There were Westerners who looked with concern at the suffering of burgeoning Third World populations, but Odin knew that Mother Nature wasn’t the nurturing type. In fact, she might view the stable populations of the West as a failure—a rebellion against primordial order. Nature wanted only one thing: for creatures to produce viable offspring. After that, you were genetically dead. Nature had no more use for you. Your extended lifespan, your biography, your Hummel figurine collection, were all just taking up space. By some cosmic joke, nearly the entire scope of human experience was at odds with the biological world.

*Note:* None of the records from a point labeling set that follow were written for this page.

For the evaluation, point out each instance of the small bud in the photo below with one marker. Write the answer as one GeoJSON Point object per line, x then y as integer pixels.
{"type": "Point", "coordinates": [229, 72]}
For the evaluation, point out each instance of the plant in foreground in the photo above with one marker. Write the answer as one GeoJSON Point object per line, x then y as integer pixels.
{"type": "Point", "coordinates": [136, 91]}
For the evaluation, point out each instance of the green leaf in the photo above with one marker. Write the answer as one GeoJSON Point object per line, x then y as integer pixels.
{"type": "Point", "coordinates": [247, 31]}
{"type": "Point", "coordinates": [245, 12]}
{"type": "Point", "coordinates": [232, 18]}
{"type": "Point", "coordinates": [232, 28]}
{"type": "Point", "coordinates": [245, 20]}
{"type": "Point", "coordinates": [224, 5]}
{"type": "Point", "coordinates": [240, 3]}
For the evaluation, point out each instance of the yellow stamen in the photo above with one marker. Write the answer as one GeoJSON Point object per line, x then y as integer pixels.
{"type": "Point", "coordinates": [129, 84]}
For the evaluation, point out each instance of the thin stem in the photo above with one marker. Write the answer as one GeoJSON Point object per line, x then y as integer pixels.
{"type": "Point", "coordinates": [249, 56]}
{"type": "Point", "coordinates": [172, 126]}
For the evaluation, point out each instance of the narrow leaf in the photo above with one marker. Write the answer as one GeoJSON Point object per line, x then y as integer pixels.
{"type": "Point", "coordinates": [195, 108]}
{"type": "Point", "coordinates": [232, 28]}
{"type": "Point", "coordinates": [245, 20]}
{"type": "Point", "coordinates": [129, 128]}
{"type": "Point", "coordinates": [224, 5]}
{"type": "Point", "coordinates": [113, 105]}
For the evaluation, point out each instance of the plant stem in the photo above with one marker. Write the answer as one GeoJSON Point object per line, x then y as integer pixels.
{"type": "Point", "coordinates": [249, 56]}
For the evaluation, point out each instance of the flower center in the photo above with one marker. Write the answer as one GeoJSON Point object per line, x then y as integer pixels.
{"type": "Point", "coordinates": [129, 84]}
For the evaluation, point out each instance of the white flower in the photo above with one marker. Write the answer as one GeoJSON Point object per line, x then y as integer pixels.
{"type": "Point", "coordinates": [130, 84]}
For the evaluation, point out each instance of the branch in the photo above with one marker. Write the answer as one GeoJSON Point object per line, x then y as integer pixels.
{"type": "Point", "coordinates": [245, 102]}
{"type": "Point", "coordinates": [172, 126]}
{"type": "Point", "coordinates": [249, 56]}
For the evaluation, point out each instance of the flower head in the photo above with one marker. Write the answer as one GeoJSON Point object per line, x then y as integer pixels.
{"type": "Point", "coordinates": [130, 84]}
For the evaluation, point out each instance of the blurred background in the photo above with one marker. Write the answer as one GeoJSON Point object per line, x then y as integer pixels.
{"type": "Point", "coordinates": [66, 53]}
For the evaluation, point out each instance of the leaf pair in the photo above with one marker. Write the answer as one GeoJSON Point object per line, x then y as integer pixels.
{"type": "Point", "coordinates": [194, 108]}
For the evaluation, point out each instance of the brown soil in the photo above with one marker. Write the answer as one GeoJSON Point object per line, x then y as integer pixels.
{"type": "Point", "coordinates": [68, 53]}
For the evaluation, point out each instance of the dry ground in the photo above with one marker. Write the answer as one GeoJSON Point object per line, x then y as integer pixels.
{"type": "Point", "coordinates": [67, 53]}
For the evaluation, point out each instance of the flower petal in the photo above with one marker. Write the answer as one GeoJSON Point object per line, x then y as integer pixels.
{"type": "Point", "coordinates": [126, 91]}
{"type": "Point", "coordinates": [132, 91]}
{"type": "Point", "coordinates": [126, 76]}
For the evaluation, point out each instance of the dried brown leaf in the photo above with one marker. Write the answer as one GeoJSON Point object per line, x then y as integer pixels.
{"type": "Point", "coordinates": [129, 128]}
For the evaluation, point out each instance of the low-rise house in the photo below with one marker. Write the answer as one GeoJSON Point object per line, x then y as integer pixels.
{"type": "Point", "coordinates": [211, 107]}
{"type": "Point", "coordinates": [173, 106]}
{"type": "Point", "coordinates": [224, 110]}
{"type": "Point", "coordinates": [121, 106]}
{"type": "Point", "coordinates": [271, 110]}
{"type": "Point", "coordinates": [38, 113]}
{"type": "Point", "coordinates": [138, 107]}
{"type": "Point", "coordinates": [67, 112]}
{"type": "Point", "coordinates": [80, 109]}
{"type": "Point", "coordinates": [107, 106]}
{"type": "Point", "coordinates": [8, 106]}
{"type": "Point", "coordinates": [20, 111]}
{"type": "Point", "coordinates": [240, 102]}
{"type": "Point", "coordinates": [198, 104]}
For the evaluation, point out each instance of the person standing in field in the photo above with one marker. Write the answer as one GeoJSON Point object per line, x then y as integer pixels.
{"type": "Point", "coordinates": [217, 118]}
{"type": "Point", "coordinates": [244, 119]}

So by Nature’s measure both Kinshasa and Brazzaville were a resounding success. Happiness and contentment weren’t in great supply, but there were lots of young people, eager to lay the groundwork for another generation. The rage here was of a type Odin had seen in all the shantytowns and slums of the world: Young men without prospects were not happy about their situation. In the vast game of Darwinian musical chairs, whenever the music stopped there were large numbers of people without a seat—and some smartass had sold them guns.
This was the root of most conflict in the world—people asserting their will to survive, to flourish, and to procreate. Evil had nothing to do with it. And although he’d worked these hidden conflicts for years, Odin knew that most fighting was just a symptom of another problem: too many people competing for limited resources. And yet fighting wouldn’t resolve this either. Rwanda, for example, was still the most densely populated country in sub-Saharan Africa even after the genocide. No, the best way he knew of to defuse these conflicts was to provide opportunities and education to women. Independence. Once that took, population growth would ebb, and actual plans could be made for the future.